Si la racine remontait au latin, elle prenait l'étymon et annonçait :

- Nous allons maintenant procéder à sa toilette.

En d'autres termes, le débarrasser de ses scories afin de bien placer l'accent tonique. Puis suivre son cordon ombilical pour parcourir, son après son, ses métamorphoses jusqu'au français moderne.

Sous les doigts, les lèvres de cette maîtresse-femme, les mots n'étaient pas de simples outils. Ils se changeaient en continents, civilisations, armées en marche, machines de guerre ou baumes pour l'âme.

Et par la chair du verbe, Madame Hassel devenait belle.

Nimbant le tableau noir, un halo flottait autour d'elle. Ses yeux ternes pétillaient derrière ses verres épais. Son visage large se parait de douceur, ses traits communs de grâce. La fougue l'animait, mettant du feu dans ses gestes, des trémolos dans sa voix.

Cette année-là, Madame Hassel me légua sa passion.

 

Madame Hassel 3Quelques rentrées plus tard et je fus derrière le bureau. Me faisant face, quarante étudiants étonnés. Surpris qu'une femme si jeune enseignât une si vieille matière, et plus encore de son plein gré.

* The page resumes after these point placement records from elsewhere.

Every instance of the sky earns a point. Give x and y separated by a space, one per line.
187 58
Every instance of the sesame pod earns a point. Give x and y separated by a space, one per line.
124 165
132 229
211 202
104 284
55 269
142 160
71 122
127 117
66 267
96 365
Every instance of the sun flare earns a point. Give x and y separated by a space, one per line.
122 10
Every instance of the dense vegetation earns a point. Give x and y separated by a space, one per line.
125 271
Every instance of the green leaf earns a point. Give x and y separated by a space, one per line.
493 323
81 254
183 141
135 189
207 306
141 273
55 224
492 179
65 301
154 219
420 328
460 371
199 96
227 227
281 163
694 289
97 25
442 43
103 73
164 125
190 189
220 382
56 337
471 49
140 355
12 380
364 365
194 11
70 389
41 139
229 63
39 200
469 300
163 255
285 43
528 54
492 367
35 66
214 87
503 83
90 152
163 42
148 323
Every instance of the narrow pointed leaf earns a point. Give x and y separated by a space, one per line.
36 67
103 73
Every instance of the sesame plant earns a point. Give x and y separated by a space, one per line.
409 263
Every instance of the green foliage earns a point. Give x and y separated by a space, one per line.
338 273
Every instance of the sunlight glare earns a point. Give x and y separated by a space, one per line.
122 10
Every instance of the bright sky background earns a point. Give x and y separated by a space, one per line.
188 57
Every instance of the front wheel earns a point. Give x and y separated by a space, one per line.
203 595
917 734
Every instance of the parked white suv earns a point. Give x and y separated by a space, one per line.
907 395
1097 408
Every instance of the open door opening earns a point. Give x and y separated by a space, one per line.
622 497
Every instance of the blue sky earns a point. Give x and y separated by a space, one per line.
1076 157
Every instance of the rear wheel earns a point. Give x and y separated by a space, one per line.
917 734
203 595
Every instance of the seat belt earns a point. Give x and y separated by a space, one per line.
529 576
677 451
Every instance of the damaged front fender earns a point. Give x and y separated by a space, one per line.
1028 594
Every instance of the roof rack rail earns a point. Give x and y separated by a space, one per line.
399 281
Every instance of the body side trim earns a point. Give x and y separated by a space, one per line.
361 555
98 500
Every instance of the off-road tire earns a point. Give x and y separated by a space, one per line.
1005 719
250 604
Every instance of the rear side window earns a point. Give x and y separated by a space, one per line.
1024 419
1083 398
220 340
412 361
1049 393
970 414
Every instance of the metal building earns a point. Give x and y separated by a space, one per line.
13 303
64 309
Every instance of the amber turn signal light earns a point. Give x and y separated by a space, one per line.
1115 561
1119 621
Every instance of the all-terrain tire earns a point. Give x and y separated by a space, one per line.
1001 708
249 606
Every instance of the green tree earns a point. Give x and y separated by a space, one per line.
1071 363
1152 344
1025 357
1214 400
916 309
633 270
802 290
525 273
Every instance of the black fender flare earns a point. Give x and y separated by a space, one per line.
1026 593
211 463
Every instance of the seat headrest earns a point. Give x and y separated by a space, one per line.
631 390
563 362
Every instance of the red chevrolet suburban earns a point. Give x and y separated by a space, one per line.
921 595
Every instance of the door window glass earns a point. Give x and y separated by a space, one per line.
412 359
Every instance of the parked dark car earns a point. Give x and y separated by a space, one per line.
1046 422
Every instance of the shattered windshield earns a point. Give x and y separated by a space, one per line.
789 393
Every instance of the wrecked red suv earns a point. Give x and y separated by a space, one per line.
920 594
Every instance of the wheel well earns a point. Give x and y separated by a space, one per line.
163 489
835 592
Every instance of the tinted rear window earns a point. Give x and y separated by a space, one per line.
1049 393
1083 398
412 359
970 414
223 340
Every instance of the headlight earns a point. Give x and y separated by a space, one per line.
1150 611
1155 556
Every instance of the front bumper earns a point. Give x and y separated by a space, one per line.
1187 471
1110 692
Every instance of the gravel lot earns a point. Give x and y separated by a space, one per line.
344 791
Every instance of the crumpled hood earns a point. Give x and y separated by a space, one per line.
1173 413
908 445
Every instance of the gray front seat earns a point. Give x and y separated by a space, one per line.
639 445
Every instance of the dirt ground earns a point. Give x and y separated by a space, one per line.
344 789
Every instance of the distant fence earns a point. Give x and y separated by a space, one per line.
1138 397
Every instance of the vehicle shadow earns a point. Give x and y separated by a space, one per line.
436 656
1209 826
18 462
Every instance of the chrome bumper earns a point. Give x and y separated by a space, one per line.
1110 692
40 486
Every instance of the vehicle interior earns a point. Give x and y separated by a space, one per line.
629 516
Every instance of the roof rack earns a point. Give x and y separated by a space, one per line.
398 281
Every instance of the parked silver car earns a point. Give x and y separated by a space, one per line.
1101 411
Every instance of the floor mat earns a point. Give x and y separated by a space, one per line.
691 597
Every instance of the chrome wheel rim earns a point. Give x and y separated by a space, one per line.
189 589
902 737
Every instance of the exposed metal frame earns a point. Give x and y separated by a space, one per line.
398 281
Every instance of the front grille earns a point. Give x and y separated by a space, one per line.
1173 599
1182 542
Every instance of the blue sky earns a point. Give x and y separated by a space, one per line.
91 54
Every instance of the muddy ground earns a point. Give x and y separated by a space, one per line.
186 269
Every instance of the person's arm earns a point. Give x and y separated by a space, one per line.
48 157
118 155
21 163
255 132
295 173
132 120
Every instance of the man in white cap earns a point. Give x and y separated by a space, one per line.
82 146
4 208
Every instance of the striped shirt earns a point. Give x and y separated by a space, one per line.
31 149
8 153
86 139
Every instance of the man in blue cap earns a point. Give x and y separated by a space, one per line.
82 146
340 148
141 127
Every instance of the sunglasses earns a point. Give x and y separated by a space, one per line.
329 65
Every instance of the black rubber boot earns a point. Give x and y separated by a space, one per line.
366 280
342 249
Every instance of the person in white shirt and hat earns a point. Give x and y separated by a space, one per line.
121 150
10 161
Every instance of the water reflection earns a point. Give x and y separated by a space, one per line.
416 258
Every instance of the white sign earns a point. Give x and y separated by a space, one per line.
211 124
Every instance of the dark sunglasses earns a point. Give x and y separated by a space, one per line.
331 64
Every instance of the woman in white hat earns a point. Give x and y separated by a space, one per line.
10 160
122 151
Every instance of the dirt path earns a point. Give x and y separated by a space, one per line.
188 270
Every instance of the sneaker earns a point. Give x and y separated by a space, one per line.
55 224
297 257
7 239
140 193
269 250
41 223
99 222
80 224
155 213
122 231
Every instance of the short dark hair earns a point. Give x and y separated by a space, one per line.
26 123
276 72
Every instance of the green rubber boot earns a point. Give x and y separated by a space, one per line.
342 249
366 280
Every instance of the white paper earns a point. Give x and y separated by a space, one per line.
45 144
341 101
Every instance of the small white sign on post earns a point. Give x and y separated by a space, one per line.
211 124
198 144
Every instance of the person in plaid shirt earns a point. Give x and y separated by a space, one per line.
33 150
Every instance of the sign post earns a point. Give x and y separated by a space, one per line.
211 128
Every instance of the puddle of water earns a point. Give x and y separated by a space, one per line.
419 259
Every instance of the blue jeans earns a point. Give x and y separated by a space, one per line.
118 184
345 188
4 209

Le tendron à la place du barbon. Ils ne perdaient pas au change, je crois.

Je fis de mon mieux pour les intéresser. N'y arrivais pas toujours, parfois pas du tout. Avec certains, le seul désir ne suffit pas quand la matière est aride.

Je leur disais de prendre cette langue comme un jeu. De go, de poker ou d'échecs. Qu'ils s'y amuseraient eux aussi à condition d'en apprendre les règles. Alors la partie pourrait commencer. Et ils retireraient, promis, ce que l'on attend de tout jeu : du plaisir.

 

Souvent le fantôme de Madame Hassel me rendait visite en plein cours.

Un jour, je découvris ce que j'aurais juré impossible : elle s'était trompée sur l'histoire d'un mot.

Cette erreur m'abasourdit comme un triple soufflet.

Après l'incrédulité vint la tendresse. Mon ancienne professeure n'était pas infailible. Elle n'était qu'humaine.

Reste son héritage, un pays dessiné sur ma carte intérieure. Avec le temps, grignotées de ténèbres, mangées de brume, ses frontières deviennent de plus en plus imprécises.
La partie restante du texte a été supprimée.